The first remedy is for Altech to dispose of its existing card manufacturing business, Africard, which at present falls within Altech Card Solutions (ACS). This remedy excludes the business within Africard responsible for personalization services, which will remain within ACS.
An additional remedy requires Altech to relinquish its status from that of being an exclusive, to that of being a nonexclusive, distributor of Datacard personalization equipment.
Commenting on the tribunal's approval, the CEO of Altech, Craig Venter, said he was pleased with the decision, which would see NamITech integrated into the Altech stable. "This acquisition is in line with Altech's ICT vision and convergence strategy and will give the group's ICT Division, which includes Altech Card Solutions, Isis and Altech Informatics, a turnover in excess of R1 billion (US$143 million)."
The purchase of NamITech will require Altech to spend around R500m of its current R1.5 billion cash pile to acquire an initial 85 percent of NamITech, prior to re-introducing Pamodzi as a 28 percent shareholder, via an innovative Altech-pioneered BEE funding arrangement.
"It was important to us that Pamodzi should continue as NamITech's Black Economic Empowerment partner," Venter adds. He says that the innovative funding structure eliminated the need for the much criticized SPV loan type arrangement, and enabled the BEE partner's entry into the transaction with a much reduced initial cash outlay.
Venter said the successful acquisition of NamITech would form the basis for Altech's growth in coming years.
Concerning the remedies, Venter said although it was not easy for any company to dispose of a profitable business, the remedies were an important part of obtaining the tribunal's approval. "Altech has already secured a purchaser, approved by the tribunal, for the Africard business, which will allow it to continue as a going concern," he said.
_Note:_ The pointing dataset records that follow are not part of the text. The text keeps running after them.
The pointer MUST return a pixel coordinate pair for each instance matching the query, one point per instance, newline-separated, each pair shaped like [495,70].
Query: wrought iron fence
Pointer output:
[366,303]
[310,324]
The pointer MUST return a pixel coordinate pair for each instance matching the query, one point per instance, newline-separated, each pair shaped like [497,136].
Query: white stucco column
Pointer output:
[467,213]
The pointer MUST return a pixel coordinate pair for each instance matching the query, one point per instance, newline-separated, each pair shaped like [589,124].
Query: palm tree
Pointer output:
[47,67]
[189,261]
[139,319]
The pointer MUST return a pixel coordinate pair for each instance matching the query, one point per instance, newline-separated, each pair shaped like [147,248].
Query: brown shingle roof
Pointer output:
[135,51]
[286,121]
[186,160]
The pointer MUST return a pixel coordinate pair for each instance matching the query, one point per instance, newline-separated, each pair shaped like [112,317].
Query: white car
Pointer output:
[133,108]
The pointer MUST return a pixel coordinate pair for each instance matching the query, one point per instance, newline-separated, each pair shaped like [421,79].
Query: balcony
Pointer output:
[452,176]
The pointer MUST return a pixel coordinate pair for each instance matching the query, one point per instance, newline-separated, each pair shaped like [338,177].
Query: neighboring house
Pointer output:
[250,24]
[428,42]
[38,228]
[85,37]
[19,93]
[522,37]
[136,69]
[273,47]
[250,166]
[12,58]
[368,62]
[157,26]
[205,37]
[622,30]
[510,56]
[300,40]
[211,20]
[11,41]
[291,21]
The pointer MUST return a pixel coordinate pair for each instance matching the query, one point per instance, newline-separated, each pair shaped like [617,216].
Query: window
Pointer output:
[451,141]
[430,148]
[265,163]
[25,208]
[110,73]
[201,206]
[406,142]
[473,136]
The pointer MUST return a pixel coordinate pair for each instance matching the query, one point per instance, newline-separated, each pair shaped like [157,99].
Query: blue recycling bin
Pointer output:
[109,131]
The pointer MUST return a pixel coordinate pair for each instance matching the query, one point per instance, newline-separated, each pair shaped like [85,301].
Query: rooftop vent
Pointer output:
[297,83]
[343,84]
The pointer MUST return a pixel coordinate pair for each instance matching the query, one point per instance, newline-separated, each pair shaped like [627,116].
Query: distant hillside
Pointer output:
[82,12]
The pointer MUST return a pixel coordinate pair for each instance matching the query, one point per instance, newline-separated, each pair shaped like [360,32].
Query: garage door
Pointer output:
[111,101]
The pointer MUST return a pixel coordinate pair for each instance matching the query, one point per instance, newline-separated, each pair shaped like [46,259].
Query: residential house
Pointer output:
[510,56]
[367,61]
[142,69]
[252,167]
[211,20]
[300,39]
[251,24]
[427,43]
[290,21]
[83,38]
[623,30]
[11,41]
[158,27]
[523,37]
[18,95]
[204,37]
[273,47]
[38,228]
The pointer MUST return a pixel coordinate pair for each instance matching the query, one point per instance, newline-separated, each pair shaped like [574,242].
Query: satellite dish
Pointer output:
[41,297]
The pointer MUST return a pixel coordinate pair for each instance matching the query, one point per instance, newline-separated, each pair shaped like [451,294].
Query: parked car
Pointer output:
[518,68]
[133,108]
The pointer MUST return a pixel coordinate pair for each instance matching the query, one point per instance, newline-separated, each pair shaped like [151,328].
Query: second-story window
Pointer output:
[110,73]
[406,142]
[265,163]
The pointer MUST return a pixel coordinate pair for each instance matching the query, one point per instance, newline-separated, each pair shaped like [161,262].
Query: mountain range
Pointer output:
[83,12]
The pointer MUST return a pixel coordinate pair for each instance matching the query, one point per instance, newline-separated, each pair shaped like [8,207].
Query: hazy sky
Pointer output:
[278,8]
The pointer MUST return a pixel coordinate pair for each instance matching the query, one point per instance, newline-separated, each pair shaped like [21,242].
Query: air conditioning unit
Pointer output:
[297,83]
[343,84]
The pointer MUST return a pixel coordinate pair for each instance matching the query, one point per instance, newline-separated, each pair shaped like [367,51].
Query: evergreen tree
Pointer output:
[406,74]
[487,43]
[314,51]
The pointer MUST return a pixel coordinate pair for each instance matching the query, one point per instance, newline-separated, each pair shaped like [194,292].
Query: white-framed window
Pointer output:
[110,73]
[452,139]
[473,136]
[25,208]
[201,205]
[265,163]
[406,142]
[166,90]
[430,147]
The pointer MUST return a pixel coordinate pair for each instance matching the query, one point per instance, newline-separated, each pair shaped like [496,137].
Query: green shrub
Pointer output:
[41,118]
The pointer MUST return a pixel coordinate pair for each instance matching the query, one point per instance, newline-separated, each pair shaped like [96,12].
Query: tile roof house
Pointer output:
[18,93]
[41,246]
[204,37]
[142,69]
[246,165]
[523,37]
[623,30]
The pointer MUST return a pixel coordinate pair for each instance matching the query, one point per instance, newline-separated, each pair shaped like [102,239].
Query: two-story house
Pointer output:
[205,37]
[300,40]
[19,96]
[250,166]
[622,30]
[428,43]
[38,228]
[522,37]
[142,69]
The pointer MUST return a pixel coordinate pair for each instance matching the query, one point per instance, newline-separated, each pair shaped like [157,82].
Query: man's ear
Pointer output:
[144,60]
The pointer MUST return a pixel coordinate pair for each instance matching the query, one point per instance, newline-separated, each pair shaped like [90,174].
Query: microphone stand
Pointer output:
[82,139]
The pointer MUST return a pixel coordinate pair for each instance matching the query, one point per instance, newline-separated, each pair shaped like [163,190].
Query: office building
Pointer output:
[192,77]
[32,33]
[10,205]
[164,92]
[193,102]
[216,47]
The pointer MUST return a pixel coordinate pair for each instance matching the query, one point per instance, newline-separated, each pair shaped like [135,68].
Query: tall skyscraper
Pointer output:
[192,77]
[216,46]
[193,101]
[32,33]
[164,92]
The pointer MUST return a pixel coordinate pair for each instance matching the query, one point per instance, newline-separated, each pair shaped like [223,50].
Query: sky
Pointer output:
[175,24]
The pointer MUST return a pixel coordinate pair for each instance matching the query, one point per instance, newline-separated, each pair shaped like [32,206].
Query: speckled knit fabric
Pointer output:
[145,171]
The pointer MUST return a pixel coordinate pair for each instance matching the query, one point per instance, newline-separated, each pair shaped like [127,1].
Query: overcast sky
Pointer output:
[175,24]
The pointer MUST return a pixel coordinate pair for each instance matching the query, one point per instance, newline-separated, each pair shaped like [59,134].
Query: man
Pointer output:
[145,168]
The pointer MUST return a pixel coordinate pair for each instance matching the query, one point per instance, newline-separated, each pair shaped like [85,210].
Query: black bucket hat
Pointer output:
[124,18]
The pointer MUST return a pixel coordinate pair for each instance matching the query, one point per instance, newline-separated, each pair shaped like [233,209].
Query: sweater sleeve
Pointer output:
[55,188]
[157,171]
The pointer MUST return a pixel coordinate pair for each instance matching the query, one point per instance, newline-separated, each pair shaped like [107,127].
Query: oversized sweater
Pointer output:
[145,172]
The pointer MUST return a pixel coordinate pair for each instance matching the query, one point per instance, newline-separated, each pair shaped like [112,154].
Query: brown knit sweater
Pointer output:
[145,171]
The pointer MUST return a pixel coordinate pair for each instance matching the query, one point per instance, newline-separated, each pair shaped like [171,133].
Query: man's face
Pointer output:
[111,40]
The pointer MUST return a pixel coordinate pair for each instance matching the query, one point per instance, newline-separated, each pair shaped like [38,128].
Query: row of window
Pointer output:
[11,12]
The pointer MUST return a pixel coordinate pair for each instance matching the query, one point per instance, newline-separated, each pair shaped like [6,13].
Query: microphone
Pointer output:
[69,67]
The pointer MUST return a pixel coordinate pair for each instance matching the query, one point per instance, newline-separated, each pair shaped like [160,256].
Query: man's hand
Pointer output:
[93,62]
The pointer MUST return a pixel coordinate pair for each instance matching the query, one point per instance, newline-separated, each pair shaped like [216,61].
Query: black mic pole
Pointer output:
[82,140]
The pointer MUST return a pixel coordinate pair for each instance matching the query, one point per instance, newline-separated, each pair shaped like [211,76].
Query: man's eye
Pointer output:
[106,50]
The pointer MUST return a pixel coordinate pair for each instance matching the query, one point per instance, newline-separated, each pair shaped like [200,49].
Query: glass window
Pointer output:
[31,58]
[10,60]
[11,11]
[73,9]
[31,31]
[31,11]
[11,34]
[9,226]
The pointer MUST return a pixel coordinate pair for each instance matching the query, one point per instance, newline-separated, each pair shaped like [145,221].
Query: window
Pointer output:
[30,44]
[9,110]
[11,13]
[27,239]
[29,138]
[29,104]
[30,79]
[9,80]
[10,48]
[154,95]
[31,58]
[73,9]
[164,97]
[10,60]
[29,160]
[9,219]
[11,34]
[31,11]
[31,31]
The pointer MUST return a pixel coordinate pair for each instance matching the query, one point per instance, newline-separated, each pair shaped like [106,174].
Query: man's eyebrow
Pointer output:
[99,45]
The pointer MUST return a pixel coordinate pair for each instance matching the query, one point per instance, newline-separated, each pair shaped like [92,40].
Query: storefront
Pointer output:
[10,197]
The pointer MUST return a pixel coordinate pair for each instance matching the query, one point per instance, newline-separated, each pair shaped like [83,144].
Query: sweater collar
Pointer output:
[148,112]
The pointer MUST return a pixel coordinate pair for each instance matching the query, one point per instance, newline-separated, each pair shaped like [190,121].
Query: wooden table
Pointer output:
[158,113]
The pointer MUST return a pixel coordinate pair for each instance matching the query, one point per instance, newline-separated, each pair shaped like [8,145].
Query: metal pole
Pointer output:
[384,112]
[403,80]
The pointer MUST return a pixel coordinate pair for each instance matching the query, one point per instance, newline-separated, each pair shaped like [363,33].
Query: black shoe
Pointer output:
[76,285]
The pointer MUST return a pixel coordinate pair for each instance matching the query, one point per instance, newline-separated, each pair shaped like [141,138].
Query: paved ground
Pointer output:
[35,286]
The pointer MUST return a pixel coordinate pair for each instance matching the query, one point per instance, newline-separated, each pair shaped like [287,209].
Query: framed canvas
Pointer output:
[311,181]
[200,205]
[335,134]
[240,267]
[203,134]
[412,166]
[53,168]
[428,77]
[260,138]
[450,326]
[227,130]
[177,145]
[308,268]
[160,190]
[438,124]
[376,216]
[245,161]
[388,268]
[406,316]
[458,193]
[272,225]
Venter said one of Altech's strengths had always been in capitalizing on the convergence within its three divisions, namely Telecommunications, Multimedia and ICT. "However, there has always been a concern that the group's ICT Division has been lacking the critical mass of the other two divisions. This acquisition now brings our ICT Division into line with our Telecommunications and Multimedia Divisions, and makes it a valuable pillar of equal strength within the group."
Venter is confident that the transaction would realize significant growth potential for the group, given the synergies that existed between NamITech and various Altech companies.
"NamITech's world-class manufacturing, software application development and secure solutions, combined with the products, services and expertise at both ACS and Isis, will provide Altech with operations that offer complete payment technology solutions to the telecommunications and banking industries," he adds.
Venter confirmed that NamITech's technology partner, German-based Gieseke & Devrient GmbH, a global player in the evolving smartcard and related technologies field, would have a 15% shareholding in the company.
Nampak executive director, Rex Tomlinson, comments that Nampak was pleased that such a complex transaction had been approved by the tribunal. He says that NamITech needed a technology home to realize its full potential, and that Altech fitted that role perfectly.